Cite as: http://hdl.handle.net/11858/00-001M-0000-0010-6F1A-0
Abstract
Screening of 18 suspension plant cell cultures of taxonomically distant species revealed that a methyl jasmonate hydrolysing enzyme activity (0.21-5.67 pkat/mg) occurs in all species so far analysed. The methyl jasmonate hydrolysing esterase was purified from cell cultures of Lycopersicon esculentum using a five-step procedure including anion-exchange chromatography, gel-filtration and chromatography on hydroxylapatite. The esterase was purified 767-fold to give an almost homogenous protein in a yield of 2.2%. The native enzyme exhibited a M-r of 26 kDa (gel-filtration chromatography), which was similar to the M-r determined by SDS-PAGE and MALDI-TOF analysis (M-r of 28547 kDa).
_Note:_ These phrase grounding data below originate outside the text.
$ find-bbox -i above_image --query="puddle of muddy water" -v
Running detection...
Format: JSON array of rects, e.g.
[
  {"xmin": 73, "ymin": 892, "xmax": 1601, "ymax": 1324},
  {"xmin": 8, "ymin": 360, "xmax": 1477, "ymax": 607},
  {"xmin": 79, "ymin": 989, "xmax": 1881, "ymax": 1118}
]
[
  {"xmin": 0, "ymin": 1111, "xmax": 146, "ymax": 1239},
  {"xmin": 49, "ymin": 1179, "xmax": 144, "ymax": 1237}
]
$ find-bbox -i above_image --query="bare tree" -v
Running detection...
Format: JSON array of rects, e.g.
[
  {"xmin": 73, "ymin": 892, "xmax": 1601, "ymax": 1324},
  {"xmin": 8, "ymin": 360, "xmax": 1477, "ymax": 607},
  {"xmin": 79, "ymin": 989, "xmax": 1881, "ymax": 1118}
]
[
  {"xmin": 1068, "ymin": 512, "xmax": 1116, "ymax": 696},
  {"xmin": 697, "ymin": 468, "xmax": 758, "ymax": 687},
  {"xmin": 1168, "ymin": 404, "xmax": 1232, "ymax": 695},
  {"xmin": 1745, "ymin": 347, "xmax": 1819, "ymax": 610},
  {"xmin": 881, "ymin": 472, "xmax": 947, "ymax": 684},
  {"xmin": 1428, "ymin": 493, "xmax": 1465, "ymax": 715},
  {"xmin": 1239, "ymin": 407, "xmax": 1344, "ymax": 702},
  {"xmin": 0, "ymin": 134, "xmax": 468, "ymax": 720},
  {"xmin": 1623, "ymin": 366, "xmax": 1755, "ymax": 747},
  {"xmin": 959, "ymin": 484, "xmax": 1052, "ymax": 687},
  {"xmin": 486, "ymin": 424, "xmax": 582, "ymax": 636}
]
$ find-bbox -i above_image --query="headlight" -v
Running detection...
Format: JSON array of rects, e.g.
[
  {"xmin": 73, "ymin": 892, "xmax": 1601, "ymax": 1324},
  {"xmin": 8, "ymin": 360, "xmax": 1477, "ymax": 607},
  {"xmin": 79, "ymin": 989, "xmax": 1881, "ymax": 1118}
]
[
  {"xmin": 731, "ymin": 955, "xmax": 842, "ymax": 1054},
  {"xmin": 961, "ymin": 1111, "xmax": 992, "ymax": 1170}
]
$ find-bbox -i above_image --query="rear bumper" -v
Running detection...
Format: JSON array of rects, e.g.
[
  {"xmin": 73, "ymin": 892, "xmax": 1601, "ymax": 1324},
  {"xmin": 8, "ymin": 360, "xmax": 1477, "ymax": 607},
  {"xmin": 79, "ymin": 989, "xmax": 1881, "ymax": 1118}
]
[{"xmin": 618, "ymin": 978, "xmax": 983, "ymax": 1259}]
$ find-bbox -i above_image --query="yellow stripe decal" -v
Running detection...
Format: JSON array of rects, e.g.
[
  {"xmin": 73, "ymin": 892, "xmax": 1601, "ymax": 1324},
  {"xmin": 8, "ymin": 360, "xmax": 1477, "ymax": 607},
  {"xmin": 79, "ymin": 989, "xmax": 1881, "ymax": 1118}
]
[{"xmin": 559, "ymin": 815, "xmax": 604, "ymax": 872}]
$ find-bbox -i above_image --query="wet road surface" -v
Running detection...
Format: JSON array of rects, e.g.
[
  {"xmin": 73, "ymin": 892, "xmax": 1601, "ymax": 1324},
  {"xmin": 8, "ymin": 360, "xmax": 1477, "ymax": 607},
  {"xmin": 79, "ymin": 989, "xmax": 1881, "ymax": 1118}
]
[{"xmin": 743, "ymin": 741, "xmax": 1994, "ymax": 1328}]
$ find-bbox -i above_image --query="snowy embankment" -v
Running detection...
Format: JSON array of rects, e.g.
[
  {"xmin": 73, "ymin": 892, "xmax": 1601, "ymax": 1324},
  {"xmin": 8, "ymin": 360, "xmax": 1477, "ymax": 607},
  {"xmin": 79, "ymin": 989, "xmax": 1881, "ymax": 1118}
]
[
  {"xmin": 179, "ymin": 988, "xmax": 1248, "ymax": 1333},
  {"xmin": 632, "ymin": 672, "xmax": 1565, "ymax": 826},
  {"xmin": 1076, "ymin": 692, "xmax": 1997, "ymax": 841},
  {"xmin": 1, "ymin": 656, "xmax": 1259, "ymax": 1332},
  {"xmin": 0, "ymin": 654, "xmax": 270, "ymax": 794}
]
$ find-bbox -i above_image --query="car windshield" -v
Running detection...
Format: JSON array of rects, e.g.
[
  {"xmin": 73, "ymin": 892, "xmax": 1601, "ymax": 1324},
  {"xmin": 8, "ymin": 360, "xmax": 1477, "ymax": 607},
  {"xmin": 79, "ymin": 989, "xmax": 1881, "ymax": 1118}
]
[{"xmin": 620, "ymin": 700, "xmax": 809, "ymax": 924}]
Enzyme kinetics revealed a K-m value of 15 muM and a V-max value of 7.97 nkat/mg, an pH optimum of 9.0 and a temperature optimum of 40 degreesC. The enzyme also efficiently hydrolyzed methyl esters of abscisic acid, indole-3-acetic acid, and fatty acids. In contrast, methyl esters of salicylic acid, benzoic acid and cinnamic acid were only poor substrates for the enzyme. N-Methylmaleimide, iodacetamide, bestatin and pepstatin (inhibitors of thiol-, metal- and carboxyproteases, respectively) did not inactivate the enzyme while a serine protease inhibitor, phenylmethylsulfonyl fluoride, at a concentration of 5 mM led to irreversible and complete inhibition of enzyme activity. Proteolysis of the pure enzyme with endoproteinase LysC revealed three peptide fragments with 11-14 amino acids. N-Terminal sequencing yielded an additional peptide fragment with 10 amino acids. Sequence alignment of these fragments showed high homologies to certain plant esterases and hydroxynitrile lyases that belong to the alpha/beta hydrolase fold protein superfamily. (C) 2002 Published by Elsevier Science Ltd.